Точно колокольни над городом, княжеские стольники в серебристых свитках с золотым шнуром и белых сапожках неподвижно высились над пирующими. То и дело они попарно куда-то исчезали, но тут же снова появлялись, как по мановению волшебной палочки, с очередными подносами, блюдами, кувшинами и корчагами в руках.
На пиру собралось еще больше знатных гостей, чем на злосчастной свадьбе Ладимира и покойной Алены. Прибыл даже хан дружественной Пугандской Орды Урьюн со всеми своими пятью хатунями. Был здесь и вице-магистр Праденского Ордена, сир Райвель Ронстрен, и правители всех девяти княжеств, некогда объединенных под щитом Сеяжска, и десятки удельных князьков.
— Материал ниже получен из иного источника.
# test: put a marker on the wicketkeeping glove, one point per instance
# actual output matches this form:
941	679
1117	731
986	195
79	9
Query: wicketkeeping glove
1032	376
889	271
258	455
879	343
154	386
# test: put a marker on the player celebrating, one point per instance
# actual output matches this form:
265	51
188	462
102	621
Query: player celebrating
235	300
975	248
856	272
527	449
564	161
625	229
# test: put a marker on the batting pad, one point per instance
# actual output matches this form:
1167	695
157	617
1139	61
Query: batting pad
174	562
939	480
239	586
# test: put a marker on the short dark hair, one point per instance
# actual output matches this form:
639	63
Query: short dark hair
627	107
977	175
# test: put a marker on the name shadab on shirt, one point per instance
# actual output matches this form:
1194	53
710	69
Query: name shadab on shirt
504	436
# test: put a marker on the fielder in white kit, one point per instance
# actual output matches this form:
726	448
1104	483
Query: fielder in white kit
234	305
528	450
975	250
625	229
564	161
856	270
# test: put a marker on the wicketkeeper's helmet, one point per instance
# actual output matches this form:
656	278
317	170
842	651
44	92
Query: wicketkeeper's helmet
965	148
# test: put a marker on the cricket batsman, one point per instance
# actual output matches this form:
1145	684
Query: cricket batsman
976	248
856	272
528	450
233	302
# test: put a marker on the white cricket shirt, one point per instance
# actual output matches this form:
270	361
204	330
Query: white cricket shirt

Лишь гривноградский князь Всеволод не приехал из-за «хвори во чреве». Вместо него присутствовал тысяцкий Борислав, и то, скорее, как глава «Загобинского Ста» — самой крупной купеческой гильдии славного города.
— Коназ Ярмр! Небу угоден союз наших народов. Два столетия пуганды и сеяжцы сражаются с общими врагами плечом к плечу, — начал хан Урьюн свой тост, подняв над головой громадный серебряный кубок.
С каждым словом его вислые седые усы, снизу перехваченные золотыми кольцами, лениво колыхались из стороны в сторону. Золотые узоры на малиновом шелке его халата резали глаз чрезмерной пестротой и яркостью.
— Немало славных побед одержали мы вместе с твоим покойным отцом — да прибудет он вечно в Солнечном шатре! — продолжил пожилой хан. — Даст Небо, и с тобой, Ярмр Неверович, будем бить врагов, приумножать нашу славу и собирать богатую дань с побежденных. А пока прями в знак любви и дружбы наш дар — прямиком из солнечной Горской Боравии!
Хан несколько раз звонко хлопнул в ладоши, и где-то под каменными сводами отозвалось многократное эхо, словно по воздуху хлестнула невидимая плеть. Высокие тяжелые двери распахнулись, и в сени неспешно зашла пара пугандских евнухов, служителей ханского гарема. Их гладко выбритые головы сверкали, как начищенные медные кувшины, а раскосые глаза были щедро обведены углем. Вслед за ними в палату на цыпочках вбежали десять юных прелестниц и выстроились в ряд, приняв изящные танцевальные позы. Вся их «одежда» ограничивалась коротенькими обрывками шелковой ткани на бедрах, под массивными поясами из золотых медальонов, и едва заметными накидками прозрачной бирюзовой материи. Смуглую нежную кожу красавиц драгоценной паутиной заволокли цепочки, браслеты и монисты.
Зазвучала восточная музыка, и они принялись танцевать, извиваясь и звеня украшениями. Внушительные бюсты танцовщиц, видные всему честному народу, то резко вздымались, то плавно ныряли из стороны в сторону, то зазывно потряхивались, буквально гипнотизируя всех присутствующих мужчин.
«И этот туда же, хрен козлоногий!» — подумала Марфа Тимофеевна, глядя на своего супруга, воеводу Дмитрия, сидевшего за противоположным столом вместе со знатными дружинниками. Наверное, так внимательно воевода не наблюдал даже за перемещениями вражеской конницы с верхушки какого-нибудь холма. Облокотившись на стол и положив подбородок на кулаки, взглядом истинного полководца он провожал каждый маневр, каждый бросок девичьих прелестей под бирюзовой дымкой их «одеяний».